The first action performed by the worker task that acquired the capability is to check if returning_tasks is not empty. If so, the worker yields the capability to the first task in the returning_task list (fast path). Otherwise, the worker proceeds to run the next task from the run queue (slow path). Thus, in the fast path, the haskell thread never switches.

4.4.2 Problem

In the LWC implementation, the worker does not have the reference to the scheduler to pick the next task from. And for the same reason, when the task returns from the foreign call, it needs to know what to do with the Haskell thread, whether to switch to it (fast path) or add it to the scheduler data structure, to which it does not have a reference to. Even if the RTS had a reference to the scheduler data structure, it must be implemented in such a way that it is operable by both C and Haskell code.

4.4.3 Proposal

We might build on top of up-call handlers.

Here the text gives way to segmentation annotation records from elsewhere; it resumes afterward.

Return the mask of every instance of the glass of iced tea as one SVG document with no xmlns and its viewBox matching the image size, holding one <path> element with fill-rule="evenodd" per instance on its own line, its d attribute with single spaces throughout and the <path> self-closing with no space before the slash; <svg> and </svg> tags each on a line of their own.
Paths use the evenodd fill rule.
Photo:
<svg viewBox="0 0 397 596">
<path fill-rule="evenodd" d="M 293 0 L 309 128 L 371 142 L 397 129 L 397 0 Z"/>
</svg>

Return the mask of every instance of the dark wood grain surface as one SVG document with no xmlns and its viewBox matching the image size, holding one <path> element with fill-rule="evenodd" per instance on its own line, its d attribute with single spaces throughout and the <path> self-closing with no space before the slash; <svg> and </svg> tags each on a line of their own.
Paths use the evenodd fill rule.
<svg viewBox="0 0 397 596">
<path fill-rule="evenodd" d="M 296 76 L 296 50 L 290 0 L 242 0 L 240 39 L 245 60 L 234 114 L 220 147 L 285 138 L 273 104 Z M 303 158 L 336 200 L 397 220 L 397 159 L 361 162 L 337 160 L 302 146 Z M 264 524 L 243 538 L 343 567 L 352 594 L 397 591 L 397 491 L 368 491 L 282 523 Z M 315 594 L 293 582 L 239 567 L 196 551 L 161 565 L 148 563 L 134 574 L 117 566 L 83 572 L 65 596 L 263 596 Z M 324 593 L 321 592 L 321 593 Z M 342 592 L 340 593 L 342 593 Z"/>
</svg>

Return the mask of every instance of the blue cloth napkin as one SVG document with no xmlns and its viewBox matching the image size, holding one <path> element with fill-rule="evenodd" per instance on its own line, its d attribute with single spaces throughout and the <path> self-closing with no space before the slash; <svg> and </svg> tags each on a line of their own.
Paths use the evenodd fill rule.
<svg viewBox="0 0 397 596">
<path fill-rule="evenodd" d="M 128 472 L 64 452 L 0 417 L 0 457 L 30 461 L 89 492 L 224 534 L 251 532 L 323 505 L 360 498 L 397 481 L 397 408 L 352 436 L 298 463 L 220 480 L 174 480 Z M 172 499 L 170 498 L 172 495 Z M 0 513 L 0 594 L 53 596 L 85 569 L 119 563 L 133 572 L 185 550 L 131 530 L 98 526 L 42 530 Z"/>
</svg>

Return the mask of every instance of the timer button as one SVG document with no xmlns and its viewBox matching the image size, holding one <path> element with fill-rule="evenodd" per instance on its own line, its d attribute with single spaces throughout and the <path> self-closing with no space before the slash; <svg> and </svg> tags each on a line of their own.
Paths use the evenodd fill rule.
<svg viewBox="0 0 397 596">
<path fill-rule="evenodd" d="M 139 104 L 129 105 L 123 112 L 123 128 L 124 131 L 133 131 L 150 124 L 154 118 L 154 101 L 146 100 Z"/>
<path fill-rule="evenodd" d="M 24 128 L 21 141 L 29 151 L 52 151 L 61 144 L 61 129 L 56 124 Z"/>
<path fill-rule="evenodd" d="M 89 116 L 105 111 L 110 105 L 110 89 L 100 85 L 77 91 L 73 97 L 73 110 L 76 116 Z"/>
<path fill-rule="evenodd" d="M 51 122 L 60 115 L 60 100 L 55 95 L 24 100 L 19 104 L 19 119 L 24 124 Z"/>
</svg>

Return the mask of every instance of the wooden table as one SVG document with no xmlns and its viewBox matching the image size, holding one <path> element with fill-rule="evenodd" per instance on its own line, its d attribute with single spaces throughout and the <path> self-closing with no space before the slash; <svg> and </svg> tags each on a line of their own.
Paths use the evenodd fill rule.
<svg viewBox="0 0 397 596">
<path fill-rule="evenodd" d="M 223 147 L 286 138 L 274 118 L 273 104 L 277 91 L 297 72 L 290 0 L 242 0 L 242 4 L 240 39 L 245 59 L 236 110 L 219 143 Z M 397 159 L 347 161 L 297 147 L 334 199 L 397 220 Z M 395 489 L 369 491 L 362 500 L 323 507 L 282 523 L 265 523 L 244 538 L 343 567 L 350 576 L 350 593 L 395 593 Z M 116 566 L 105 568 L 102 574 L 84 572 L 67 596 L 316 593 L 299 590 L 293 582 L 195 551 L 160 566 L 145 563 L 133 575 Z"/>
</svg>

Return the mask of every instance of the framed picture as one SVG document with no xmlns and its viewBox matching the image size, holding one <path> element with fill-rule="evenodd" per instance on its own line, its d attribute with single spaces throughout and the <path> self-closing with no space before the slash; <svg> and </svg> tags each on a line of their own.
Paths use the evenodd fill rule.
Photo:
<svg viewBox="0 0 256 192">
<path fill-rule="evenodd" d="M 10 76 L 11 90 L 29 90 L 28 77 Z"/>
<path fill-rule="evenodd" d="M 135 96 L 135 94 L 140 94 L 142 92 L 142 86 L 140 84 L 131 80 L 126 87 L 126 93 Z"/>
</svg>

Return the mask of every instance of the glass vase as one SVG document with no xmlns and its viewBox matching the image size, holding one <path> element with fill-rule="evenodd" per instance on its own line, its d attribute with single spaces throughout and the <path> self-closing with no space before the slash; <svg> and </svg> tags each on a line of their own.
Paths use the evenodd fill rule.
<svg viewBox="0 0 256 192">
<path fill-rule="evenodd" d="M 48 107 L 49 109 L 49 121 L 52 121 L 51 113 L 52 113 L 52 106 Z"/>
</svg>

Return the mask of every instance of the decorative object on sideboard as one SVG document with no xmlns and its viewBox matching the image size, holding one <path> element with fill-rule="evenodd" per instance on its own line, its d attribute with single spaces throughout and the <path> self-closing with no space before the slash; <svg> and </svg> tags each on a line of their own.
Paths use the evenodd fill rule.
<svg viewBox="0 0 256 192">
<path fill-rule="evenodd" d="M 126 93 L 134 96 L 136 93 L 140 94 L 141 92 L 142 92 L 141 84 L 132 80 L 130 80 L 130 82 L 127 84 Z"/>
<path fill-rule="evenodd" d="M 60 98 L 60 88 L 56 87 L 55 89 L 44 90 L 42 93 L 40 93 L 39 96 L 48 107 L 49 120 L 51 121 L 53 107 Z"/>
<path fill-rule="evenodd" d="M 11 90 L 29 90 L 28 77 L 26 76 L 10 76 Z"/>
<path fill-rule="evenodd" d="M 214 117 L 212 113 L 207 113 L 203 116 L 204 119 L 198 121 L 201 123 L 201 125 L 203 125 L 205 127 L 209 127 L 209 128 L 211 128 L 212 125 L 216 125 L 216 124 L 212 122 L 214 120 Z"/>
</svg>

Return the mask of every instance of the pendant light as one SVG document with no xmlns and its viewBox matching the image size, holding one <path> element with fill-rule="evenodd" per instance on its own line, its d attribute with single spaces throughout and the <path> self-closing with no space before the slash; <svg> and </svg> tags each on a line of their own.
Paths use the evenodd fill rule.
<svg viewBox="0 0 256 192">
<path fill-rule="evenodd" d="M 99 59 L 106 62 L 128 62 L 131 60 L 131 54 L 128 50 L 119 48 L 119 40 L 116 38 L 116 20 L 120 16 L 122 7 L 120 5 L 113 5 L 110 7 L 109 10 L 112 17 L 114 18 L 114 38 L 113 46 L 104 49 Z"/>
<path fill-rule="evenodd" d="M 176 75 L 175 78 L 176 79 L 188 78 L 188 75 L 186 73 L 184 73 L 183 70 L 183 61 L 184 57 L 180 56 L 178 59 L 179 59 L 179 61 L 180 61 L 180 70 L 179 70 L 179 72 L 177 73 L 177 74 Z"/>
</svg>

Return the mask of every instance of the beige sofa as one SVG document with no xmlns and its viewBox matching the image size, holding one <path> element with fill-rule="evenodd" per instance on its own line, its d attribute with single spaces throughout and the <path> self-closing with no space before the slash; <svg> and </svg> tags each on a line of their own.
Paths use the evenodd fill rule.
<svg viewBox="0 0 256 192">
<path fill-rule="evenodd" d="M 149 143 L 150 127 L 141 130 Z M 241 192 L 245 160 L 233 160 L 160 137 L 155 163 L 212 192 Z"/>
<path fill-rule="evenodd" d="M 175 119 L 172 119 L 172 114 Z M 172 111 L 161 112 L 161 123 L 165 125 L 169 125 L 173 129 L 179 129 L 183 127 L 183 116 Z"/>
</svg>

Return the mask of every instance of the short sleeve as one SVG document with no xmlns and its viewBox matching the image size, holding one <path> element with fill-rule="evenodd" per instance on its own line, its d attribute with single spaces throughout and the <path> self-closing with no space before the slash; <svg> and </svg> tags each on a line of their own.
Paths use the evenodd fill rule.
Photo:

  • Before the foreign call, release the current capability to a worker, along with its switchToNext closure.
  • Perform the foreign call.
  • Add the current task to returning_tasks list.
  • Reacquire the capability.
  • If I am on the fast path (i.e, worker did not get the capability), resume execution of Haskell thread.
  • Otherwise (slow path), execute unblockThread upcall to enque the Haskell thread to the scheduler.

At the worker:

  • Try to acquire the capability.
  • If the returning_tasks list is not empty, yield capability to the task from the head of the list (fast path).
  • Otherwise (slow path), execute the switchToNext closure, which will switch control to the next Haskell thread.